Colorado prison chief death: two white supremacists sought(Read article summary)
James Lohr and Thomas Guolee, said to be part of the 211 Crew, have been identified as persons of interest in the March 19 slaying of Colorado prison chief Tom Clements.
Colorado Department of Corrections/AP
The men, James Lohr and Thomas Guolee, are said to be part of the 211 Crew, a gang whose members also included Evan Ebel, the primary suspect in Mr. Clements’s killing. Mr. Ebel died in a shootout with police two days after the March 19 slaying.
Authorities have not elaborated on a tie between Ebel and Messrs. Lohr and Guolee, except to say they believe the three were in touch before the killing, The Denver Post reports.
But the warning issued Wednesday evening by the sheriff’s office in El Paso County, where Clements was killed, is the first indication that other members of the white supremacist group may have been involved in the slaying.

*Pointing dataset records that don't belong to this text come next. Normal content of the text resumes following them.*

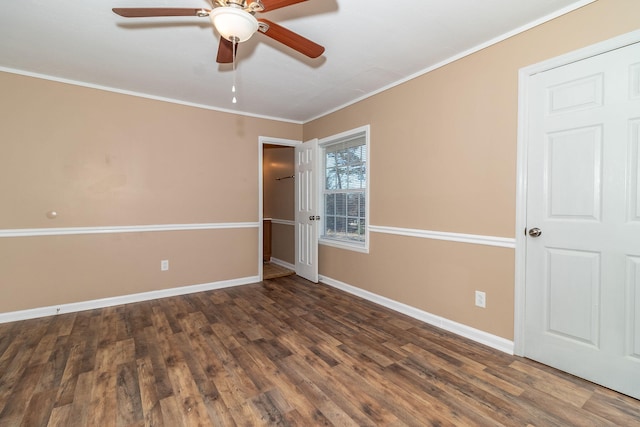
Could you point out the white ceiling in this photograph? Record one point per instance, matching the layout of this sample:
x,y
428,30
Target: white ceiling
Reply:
x,y
370,45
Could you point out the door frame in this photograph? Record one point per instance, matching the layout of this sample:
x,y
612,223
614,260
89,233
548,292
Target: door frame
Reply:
x,y
524,76
262,140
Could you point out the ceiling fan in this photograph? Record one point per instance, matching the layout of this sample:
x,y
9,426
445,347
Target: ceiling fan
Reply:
x,y
235,22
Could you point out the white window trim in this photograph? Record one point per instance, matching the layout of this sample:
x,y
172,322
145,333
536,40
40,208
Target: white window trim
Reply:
x,y
322,143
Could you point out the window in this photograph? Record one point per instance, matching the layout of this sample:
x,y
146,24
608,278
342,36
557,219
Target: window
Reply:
x,y
345,191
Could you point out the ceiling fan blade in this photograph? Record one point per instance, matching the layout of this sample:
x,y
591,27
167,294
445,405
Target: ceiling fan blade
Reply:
x,y
147,12
225,51
270,5
293,40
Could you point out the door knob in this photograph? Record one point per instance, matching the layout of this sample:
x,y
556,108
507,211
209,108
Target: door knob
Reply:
x,y
535,232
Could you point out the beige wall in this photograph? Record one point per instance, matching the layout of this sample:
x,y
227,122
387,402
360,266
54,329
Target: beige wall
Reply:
x,y
443,158
106,159
278,199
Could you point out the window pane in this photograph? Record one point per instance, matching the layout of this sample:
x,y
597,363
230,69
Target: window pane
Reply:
x,y
330,160
331,181
353,227
353,205
341,204
329,204
345,183
329,225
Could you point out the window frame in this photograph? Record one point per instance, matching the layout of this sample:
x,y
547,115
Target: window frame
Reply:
x,y
323,144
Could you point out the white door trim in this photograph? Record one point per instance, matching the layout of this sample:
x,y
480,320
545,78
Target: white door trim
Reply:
x,y
262,140
521,178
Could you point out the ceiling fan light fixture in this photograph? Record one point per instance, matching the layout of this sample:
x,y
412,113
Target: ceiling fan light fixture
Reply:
x,y
234,24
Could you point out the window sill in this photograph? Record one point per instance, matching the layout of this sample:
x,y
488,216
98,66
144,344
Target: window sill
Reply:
x,y
344,245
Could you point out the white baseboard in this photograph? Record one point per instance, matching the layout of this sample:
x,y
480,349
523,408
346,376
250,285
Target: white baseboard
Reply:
x,y
283,263
124,299
476,335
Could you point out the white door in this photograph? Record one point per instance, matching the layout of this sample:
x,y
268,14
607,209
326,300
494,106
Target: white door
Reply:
x,y
583,271
307,214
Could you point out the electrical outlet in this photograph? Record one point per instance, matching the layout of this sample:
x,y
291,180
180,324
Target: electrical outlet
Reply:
x,y
481,299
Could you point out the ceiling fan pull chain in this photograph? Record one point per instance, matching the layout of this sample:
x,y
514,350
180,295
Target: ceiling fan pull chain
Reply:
x,y
233,86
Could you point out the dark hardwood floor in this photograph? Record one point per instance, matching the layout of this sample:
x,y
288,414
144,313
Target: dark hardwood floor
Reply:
x,y
280,352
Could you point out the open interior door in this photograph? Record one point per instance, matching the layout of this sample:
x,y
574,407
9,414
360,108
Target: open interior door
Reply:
x,y
307,214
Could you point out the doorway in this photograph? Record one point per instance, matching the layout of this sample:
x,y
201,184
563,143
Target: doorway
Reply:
x,y
578,236
276,207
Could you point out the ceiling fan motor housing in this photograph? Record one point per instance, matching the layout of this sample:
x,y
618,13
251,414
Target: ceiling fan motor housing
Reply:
x,y
233,23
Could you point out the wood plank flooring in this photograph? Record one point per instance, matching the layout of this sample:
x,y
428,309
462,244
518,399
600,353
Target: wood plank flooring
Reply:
x,y
281,352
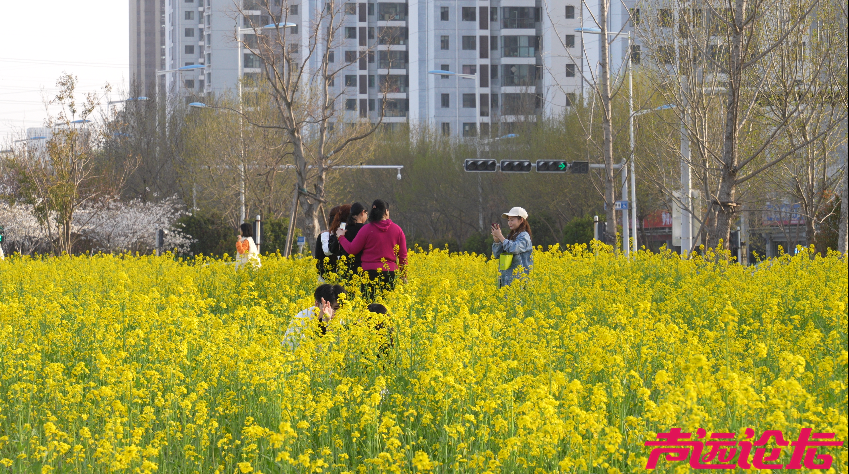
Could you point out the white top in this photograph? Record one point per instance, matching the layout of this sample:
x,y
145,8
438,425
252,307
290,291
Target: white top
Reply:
x,y
251,255
295,331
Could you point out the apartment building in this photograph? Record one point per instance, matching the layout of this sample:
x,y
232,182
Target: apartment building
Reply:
x,y
147,44
519,59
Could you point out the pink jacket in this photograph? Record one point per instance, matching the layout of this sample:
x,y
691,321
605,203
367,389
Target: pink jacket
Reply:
x,y
377,241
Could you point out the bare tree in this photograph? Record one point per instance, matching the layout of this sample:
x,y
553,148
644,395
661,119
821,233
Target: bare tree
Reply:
x,y
739,74
69,173
300,72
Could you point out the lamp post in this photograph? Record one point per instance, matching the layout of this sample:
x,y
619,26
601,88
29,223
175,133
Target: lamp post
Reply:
x,y
633,204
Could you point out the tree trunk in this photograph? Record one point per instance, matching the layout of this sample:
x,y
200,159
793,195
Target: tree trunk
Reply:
x,y
604,79
844,204
723,212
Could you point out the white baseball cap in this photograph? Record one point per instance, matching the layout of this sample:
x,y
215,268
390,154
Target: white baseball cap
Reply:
x,y
516,212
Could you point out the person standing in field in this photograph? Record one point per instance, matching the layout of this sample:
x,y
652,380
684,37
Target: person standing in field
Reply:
x,y
314,320
384,250
246,250
514,252
357,218
322,249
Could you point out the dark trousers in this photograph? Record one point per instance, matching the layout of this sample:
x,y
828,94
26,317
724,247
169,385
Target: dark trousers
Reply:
x,y
379,281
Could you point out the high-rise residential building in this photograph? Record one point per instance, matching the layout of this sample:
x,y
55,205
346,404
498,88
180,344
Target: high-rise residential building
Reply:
x,y
519,59
147,44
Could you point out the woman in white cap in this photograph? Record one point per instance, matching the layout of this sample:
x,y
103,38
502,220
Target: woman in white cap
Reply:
x,y
516,250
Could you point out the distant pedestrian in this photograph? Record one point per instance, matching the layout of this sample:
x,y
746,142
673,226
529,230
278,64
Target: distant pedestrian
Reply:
x,y
322,249
357,218
384,250
246,250
514,252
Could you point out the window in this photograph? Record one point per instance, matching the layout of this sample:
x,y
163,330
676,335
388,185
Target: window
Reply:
x,y
393,84
518,17
520,74
520,104
664,18
392,59
666,54
635,16
251,61
392,35
635,54
392,11
520,46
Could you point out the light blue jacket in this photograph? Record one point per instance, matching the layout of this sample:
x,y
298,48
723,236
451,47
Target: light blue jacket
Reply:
x,y
522,251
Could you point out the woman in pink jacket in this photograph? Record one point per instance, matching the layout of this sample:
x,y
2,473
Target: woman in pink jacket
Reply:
x,y
382,247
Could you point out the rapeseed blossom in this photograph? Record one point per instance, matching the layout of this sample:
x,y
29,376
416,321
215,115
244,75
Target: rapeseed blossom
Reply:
x,y
161,365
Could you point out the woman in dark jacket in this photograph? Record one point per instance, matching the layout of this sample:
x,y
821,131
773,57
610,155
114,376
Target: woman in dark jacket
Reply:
x,y
357,218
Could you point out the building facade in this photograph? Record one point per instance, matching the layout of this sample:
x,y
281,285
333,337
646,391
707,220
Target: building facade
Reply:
x,y
520,59
147,44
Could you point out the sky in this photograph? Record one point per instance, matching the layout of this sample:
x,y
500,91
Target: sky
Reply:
x,y
41,39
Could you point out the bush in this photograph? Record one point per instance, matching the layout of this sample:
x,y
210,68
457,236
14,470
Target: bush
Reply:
x,y
578,231
212,236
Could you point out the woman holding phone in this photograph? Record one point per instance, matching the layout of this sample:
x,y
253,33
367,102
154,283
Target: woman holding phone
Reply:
x,y
514,252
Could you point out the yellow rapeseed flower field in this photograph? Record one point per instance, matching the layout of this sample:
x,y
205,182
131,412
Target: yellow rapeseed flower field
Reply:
x,y
161,365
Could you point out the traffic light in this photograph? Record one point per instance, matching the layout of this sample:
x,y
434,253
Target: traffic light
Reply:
x,y
516,166
480,165
552,166
580,167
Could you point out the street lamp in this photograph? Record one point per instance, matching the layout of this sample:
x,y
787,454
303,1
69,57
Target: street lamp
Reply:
x,y
633,204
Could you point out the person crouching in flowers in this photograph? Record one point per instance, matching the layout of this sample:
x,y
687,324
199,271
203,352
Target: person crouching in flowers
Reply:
x,y
514,252
246,250
314,320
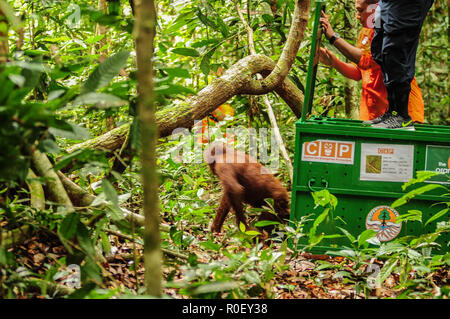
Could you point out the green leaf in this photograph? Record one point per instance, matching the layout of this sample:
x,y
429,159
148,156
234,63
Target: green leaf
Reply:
x,y
366,235
252,233
437,215
348,235
69,225
111,195
385,271
186,52
100,100
105,72
264,223
205,64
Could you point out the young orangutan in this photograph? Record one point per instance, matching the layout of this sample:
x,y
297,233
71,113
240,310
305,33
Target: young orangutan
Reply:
x,y
244,181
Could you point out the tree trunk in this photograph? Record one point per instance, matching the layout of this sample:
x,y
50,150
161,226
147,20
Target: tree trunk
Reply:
x,y
238,79
145,26
4,47
351,106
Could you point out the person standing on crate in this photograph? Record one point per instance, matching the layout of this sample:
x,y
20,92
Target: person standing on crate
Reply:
x,y
374,97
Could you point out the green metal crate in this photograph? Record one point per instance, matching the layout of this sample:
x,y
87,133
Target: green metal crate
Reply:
x,y
365,168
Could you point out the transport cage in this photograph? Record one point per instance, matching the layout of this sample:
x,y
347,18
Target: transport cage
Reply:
x,y
365,168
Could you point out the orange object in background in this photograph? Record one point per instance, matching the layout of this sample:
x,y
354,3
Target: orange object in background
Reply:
x,y
217,115
374,102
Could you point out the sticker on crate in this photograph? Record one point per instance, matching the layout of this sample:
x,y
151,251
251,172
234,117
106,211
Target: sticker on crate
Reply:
x,y
383,220
386,162
326,151
438,160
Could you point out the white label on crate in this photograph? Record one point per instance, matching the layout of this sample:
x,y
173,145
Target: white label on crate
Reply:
x,y
386,162
326,151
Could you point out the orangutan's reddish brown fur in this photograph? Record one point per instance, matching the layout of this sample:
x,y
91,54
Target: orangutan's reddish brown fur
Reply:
x,y
244,181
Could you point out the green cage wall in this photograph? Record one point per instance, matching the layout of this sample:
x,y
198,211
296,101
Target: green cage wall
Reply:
x,y
365,167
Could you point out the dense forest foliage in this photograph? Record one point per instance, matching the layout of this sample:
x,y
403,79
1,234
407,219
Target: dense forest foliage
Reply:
x,y
81,100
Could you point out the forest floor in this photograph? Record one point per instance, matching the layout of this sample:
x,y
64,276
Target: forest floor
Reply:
x,y
302,279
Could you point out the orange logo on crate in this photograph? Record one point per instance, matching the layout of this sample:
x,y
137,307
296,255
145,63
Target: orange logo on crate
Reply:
x,y
383,219
325,151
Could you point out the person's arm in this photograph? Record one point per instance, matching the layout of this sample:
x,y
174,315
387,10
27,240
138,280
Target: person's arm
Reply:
x,y
349,51
348,70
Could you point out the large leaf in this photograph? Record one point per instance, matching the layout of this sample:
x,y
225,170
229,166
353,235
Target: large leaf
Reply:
x,y
105,72
100,100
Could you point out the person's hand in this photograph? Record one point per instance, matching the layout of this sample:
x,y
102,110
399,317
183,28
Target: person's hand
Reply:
x,y
326,57
326,26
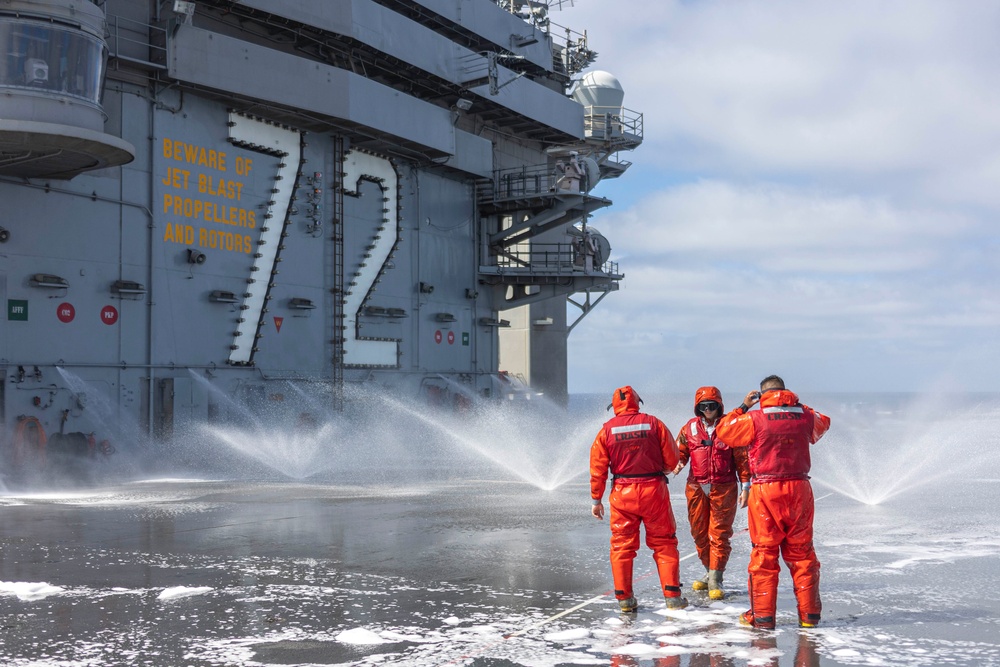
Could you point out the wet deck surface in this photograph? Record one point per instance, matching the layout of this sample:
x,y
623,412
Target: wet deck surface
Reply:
x,y
466,573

"These are a couple of names that have come up during the ongoing investigation of the Clements murder," Lt. Jeff Kramer, the public information officer for the sheriff’s office, told the Post. "Because of the circumstances where you have violent folks who are willing to execute a [Department of Corrections] official, we don't want to underestimate these guys.”
Both Lohr and Guolee are wanted on charges unrelated to Clements’s death, the sheriff’s office said, and both are believed to be armed. Kramer said one or both of the men may be headed to Nevada or Texas.
The investigators’ announcement came the same day as reputed 211 gang “shot caller” Benjamin Davis was sentenced in a Denver court to an additional 108 years in prison on a racketeering charge. Mr. Davis, who is already serving a 30-year conviction for robbery and assault, founded the white supremacist gang in 1995 at Denver County Jail after he claimed his jaw had been broken by a black inmate, the Post reports.